Figure contains an axes object. The axes object with title Sample ACF of Squared Standardized Residuals, xlabel Lag, ylabel Sample Autocorrelation contains 4 objects of type stem, line, constantline. These objects represent ACF, Confidence Bound.

Estimate Semiparametric CDFs

Using the standardized iid residuals from the Filter Returns for Equity Index section, estimate the empirical CDF of each index with a Gaussian kernel. Specifically, estimate the empirical CDF such that the upper and lower thresholds have 10% of the residuals reserved for the tail. Then you can fit the amount that those extreme residuals in the tail fall beyond the associated threshold to a parametric GPD by maximum likelihood.
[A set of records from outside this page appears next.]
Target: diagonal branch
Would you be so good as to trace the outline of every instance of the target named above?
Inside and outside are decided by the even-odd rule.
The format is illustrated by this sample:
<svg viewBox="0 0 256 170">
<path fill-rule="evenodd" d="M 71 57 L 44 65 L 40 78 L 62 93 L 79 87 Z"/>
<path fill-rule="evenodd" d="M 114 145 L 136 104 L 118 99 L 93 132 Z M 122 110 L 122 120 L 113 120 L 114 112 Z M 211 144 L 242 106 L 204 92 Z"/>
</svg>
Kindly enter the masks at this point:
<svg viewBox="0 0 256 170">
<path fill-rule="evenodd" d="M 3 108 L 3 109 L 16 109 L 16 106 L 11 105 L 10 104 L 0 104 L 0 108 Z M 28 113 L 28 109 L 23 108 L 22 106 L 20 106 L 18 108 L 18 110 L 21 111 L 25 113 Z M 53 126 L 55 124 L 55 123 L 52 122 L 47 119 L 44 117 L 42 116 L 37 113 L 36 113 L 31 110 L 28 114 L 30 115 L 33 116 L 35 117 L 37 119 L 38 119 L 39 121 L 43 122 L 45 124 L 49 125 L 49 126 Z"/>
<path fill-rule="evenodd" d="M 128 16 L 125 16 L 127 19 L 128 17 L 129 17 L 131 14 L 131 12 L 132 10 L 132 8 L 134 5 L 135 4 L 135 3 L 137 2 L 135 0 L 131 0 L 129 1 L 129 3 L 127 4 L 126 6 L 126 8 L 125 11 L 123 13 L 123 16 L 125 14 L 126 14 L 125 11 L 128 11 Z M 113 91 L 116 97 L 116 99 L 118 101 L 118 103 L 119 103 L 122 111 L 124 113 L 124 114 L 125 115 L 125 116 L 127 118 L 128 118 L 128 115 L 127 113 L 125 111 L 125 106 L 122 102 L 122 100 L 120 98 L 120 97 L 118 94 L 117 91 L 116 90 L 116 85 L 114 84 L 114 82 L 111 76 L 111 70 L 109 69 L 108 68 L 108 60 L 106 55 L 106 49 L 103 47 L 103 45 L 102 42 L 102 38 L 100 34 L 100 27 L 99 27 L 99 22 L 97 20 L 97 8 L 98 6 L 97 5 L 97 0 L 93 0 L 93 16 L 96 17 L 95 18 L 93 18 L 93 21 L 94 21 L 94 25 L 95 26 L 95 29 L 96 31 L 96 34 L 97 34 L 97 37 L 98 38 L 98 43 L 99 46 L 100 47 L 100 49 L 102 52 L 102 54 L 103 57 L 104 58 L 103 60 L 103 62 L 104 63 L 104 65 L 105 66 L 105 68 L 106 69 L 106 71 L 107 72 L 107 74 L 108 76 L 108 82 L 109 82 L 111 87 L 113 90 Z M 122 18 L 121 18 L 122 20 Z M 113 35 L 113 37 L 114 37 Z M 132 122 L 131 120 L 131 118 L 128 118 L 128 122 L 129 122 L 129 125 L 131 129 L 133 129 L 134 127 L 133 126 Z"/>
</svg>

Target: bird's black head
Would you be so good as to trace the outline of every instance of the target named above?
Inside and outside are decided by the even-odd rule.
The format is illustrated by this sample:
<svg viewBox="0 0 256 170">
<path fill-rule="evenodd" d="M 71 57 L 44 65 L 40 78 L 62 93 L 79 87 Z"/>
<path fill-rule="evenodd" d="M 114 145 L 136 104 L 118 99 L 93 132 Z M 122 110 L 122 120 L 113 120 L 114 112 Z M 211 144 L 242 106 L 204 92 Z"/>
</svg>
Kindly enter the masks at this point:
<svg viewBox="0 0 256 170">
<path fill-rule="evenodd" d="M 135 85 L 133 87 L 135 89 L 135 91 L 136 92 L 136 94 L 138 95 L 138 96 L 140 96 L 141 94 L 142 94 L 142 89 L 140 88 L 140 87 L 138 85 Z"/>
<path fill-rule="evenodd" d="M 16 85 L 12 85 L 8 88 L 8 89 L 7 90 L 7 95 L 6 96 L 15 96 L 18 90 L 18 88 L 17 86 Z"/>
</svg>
The following code creates an object of type paretotails. The paretotails object encapsulates the estimates of the parametric generalized Pareto (GP) lower tail, the nonparametric kernel-smoothed interior, and the parametric GP upper tail to construct a composite semiparametric CDF for each index. This combination forms a composite semiparametric cumulative distribution function (CDF) for the index.

The paretotails object offers methods to evaluate the CDF and inverse CDF (quantile function). It also provides the ability to query cumulative probabilities and quantiles of the boundaries between each segment of the piecewise distribution.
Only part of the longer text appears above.